Афоризмы Гастева висели в ЦИТе всюду: «Расхлябанности в работе мы противопоставляем точное распределение во времени, правильную смену работы и отдыха»; «Помолчи о широком размахе — покажи себя на узкой базе»; «Зеваки говорят о заграничных чудесах и распускают слюни, а ты сам сделай чудо у себя дома: победи и выйди из положения с парой инструментов и своей волей». Их были десятки — емких, точных, настраивающих на победу и бодрость, созвучных принципам жизни Бернштейна. Сколько времени прошло с их первой встречи? Год с небольшим? А сколько уже сделано! Немецким экспериментаторам конца века десятой доли вполне хватило на всю жизнь…

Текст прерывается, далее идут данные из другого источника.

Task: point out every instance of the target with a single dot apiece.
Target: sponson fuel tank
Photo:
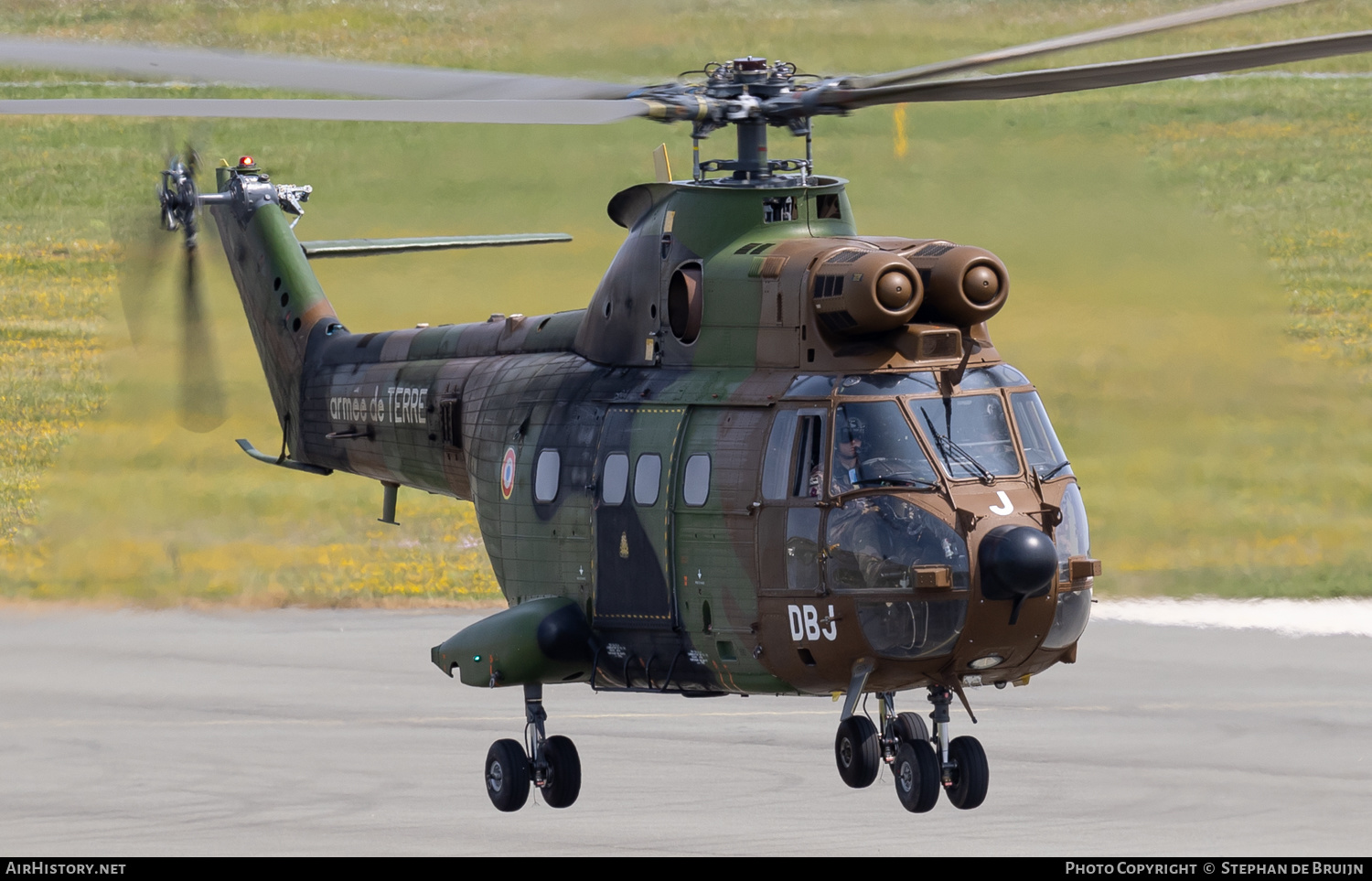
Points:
(721, 276)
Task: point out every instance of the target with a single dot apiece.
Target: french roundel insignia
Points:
(508, 472)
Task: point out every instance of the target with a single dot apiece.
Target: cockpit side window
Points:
(874, 446)
(809, 457)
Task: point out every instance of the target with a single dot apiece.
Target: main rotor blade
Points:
(573, 112)
(1059, 80)
(373, 247)
(301, 74)
(1072, 41)
(202, 392)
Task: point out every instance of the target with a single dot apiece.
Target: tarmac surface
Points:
(331, 733)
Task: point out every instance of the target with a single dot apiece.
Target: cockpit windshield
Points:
(874, 446)
(1043, 452)
(969, 434)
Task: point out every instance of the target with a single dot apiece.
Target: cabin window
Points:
(696, 482)
(648, 477)
(615, 480)
(546, 475)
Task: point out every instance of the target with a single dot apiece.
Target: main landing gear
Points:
(549, 763)
(921, 763)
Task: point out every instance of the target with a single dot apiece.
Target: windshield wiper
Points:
(896, 480)
(946, 446)
(1056, 469)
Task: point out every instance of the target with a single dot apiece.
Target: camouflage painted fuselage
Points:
(647, 456)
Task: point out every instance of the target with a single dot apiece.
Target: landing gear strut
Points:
(549, 763)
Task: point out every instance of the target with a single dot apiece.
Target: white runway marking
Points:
(1294, 618)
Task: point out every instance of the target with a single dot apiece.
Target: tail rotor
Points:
(200, 400)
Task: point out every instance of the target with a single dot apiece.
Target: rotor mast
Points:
(748, 93)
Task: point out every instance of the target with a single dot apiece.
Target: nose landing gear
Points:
(551, 763)
(921, 763)
(965, 771)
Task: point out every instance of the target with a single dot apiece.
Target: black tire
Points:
(858, 751)
(910, 727)
(916, 776)
(507, 774)
(564, 771)
(970, 773)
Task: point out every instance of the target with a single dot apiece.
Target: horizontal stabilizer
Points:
(370, 247)
(282, 460)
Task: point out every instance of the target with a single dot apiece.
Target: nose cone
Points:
(1015, 562)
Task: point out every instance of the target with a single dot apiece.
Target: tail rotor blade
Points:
(143, 257)
(202, 392)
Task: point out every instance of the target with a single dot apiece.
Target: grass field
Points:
(1191, 288)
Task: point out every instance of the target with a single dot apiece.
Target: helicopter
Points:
(770, 456)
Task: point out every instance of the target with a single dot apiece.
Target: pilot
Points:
(850, 434)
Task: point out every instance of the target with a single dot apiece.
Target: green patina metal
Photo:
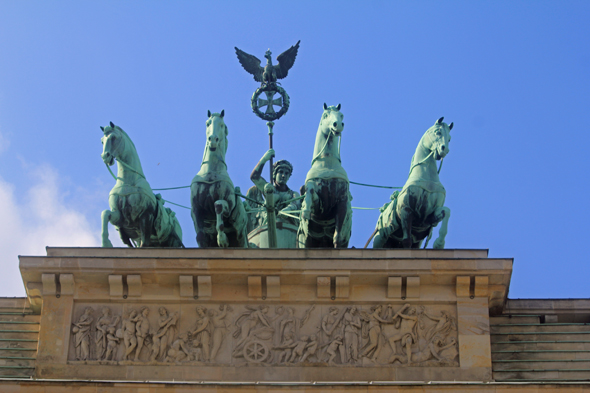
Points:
(286, 204)
(138, 214)
(218, 215)
(414, 211)
(326, 214)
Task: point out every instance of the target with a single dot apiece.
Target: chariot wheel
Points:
(256, 351)
(270, 102)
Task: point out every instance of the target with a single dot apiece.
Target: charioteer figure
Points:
(286, 204)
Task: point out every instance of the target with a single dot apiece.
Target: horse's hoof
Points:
(439, 244)
(222, 240)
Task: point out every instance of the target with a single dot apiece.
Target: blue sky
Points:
(513, 76)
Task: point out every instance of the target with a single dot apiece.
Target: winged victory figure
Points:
(270, 73)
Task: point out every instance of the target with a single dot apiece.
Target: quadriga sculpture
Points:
(326, 215)
(138, 214)
(419, 207)
(219, 217)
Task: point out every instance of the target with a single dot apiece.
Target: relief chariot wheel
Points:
(270, 102)
(256, 351)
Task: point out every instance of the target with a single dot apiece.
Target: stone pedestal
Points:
(265, 315)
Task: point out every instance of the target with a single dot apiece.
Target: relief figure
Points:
(178, 350)
(165, 334)
(102, 325)
(352, 337)
(201, 335)
(81, 331)
(129, 338)
(112, 344)
(219, 329)
(406, 334)
(372, 329)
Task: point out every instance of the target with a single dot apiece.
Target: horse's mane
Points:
(117, 128)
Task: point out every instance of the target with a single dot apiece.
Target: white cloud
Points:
(4, 143)
(29, 224)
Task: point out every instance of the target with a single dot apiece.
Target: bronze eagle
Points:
(270, 73)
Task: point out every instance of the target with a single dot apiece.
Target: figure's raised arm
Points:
(256, 175)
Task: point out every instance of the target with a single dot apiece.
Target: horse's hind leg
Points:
(146, 224)
(406, 217)
(442, 232)
(341, 228)
(108, 216)
(221, 210)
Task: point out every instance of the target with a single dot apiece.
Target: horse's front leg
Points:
(108, 216)
(442, 232)
(221, 210)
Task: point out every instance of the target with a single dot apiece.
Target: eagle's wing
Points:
(250, 64)
(286, 61)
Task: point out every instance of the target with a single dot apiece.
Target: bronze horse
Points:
(219, 216)
(419, 207)
(326, 214)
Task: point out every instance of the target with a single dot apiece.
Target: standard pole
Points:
(270, 125)
(271, 219)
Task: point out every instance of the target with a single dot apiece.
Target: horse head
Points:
(437, 138)
(332, 120)
(113, 143)
(216, 133)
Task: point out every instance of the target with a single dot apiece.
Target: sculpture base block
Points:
(265, 315)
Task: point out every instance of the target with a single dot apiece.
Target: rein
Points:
(205, 152)
(424, 160)
(326, 144)
(126, 166)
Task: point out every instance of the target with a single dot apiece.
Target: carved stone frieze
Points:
(265, 334)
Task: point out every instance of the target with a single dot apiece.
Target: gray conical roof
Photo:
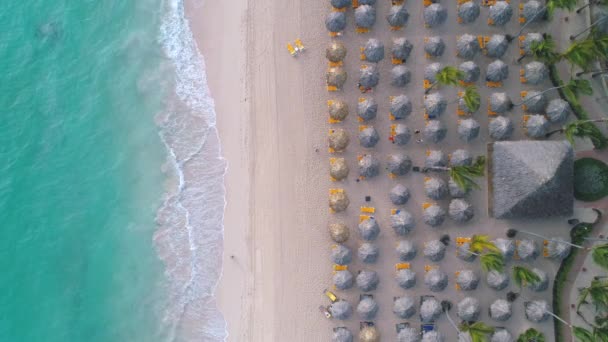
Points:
(399, 194)
(367, 280)
(369, 137)
(368, 253)
(501, 13)
(365, 16)
(468, 129)
(434, 46)
(400, 75)
(468, 12)
(471, 71)
(558, 110)
(369, 229)
(367, 109)
(501, 128)
(537, 126)
(467, 46)
(373, 50)
(433, 215)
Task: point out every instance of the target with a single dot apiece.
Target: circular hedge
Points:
(590, 179)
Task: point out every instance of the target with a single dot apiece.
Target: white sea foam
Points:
(190, 235)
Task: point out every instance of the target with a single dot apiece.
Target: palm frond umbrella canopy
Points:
(467, 280)
(498, 71)
(399, 194)
(468, 129)
(497, 46)
(434, 250)
(344, 280)
(471, 71)
(501, 128)
(367, 109)
(406, 250)
(369, 229)
(537, 311)
(527, 250)
(367, 280)
(400, 75)
(500, 13)
(433, 215)
(404, 307)
(435, 15)
(365, 16)
(402, 222)
(468, 309)
(341, 310)
(373, 50)
(368, 253)
(335, 21)
(536, 72)
(435, 188)
(497, 280)
(398, 16)
(367, 308)
(558, 110)
(434, 46)
(468, 12)
(406, 279)
(335, 52)
(500, 310)
(467, 46)
(460, 210)
(537, 126)
(430, 309)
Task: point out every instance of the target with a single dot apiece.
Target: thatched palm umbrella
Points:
(368, 253)
(339, 232)
(341, 309)
(500, 310)
(435, 15)
(344, 280)
(367, 280)
(434, 250)
(467, 46)
(460, 210)
(338, 201)
(536, 72)
(335, 52)
(497, 46)
(558, 110)
(468, 309)
(365, 16)
(402, 222)
(404, 307)
(468, 12)
(498, 71)
(435, 188)
(406, 250)
(501, 128)
(471, 71)
(537, 126)
(434, 46)
(338, 139)
(433, 215)
(373, 50)
(399, 194)
(367, 109)
(468, 129)
(369, 229)
(501, 13)
(367, 308)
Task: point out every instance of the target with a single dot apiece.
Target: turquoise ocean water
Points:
(108, 152)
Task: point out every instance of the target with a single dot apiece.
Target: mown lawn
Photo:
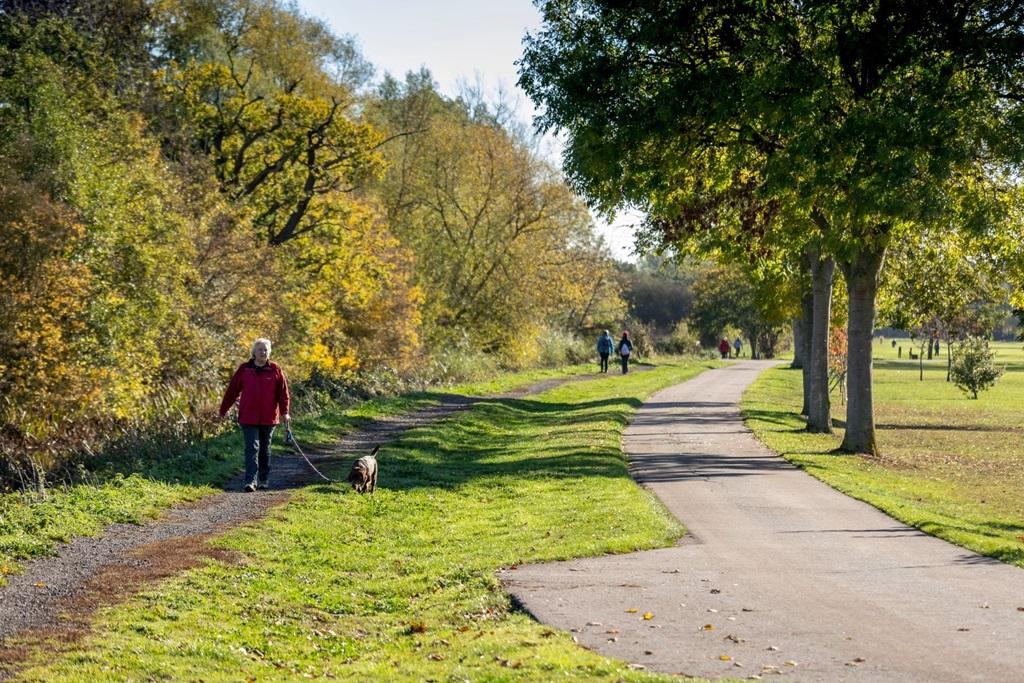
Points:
(401, 586)
(32, 525)
(950, 466)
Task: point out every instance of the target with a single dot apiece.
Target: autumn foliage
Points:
(199, 174)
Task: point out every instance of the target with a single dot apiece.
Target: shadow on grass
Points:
(782, 418)
(956, 427)
(479, 447)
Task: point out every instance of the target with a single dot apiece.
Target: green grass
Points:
(401, 586)
(949, 465)
(33, 525)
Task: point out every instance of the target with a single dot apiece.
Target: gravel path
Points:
(780, 574)
(56, 595)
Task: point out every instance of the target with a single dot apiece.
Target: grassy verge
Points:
(401, 586)
(32, 525)
(949, 466)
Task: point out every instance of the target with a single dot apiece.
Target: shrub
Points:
(973, 370)
(682, 340)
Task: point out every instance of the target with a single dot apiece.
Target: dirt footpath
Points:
(53, 599)
(780, 577)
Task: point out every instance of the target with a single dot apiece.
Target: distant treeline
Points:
(181, 176)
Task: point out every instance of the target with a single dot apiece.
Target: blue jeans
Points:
(257, 440)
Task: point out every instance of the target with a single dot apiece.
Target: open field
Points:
(950, 466)
(133, 492)
(401, 585)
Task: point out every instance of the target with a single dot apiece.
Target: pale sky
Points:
(457, 40)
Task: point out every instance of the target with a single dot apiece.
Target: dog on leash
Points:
(363, 476)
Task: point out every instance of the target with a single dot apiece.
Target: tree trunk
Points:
(862, 285)
(819, 409)
(802, 344)
(949, 358)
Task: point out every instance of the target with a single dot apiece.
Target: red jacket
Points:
(263, 390)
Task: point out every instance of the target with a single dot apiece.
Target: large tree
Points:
(858, 119)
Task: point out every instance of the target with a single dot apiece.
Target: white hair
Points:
(261, 340)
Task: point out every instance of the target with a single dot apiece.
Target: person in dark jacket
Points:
(605, 345)
(261, 389)
(724, 348)
(625, 349)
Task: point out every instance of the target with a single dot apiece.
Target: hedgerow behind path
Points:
(401, 585)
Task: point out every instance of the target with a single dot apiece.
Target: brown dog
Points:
(364, 473)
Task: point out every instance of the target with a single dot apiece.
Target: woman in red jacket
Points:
(263, 391)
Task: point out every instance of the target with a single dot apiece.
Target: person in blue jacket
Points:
(625, 349)
(605, 345)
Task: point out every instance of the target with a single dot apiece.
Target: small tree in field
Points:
(973, 371)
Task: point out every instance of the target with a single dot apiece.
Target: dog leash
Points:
(290, 439)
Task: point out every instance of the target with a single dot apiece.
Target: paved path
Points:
(58, 594)
(780, 577)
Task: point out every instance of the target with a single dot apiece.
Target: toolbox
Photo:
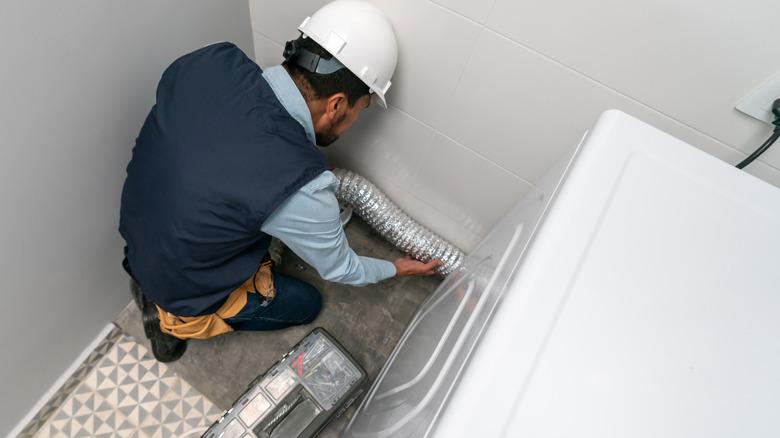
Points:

Изучение движений рабочего Николай Александрович начал с похода в библиотеки. В ЦИТе Кекчеев и его помощник Тихонов, тоже физиолог, пытались разлагать движение на составные части методом фотографической съемки Марея. Этот французский физиолог был знаменит своими хронофотографиями — они запечатлели на пластинках последовательные фазы человеческого бега и полета цапли, прыжка лошади и трепетанья крылышек пчелы… Марей установил перед объективом фотоаппарата быстро вращающийся диск с прорезью — обтюратор. Прорезь давала выдержку в одну пятисотую долю секунды, на снимке получалось несколько различных положений снимаемого существа. Между каждой позой — промежуток в десятую секунды. Казалось бы, чего еще желать?
Но дело застопорилось. То, что было прекрасно для качественного анализа, оказалось непригодным для количественных выкладок биомеханики. Да и слишком велик промежуток в десятую долю секунды между последовательными позами на фотографии. Люди на работе у верстака не прыгают и не бегают. Они стоят, их движения скупы, на размашистых быстро придет усталость, а день велик. Вместо красивых мареевских хронофотографий — на снимках плотно наложенная друг на друга путаница. Из нее никак не получается выудить что-нибудь для расчетов.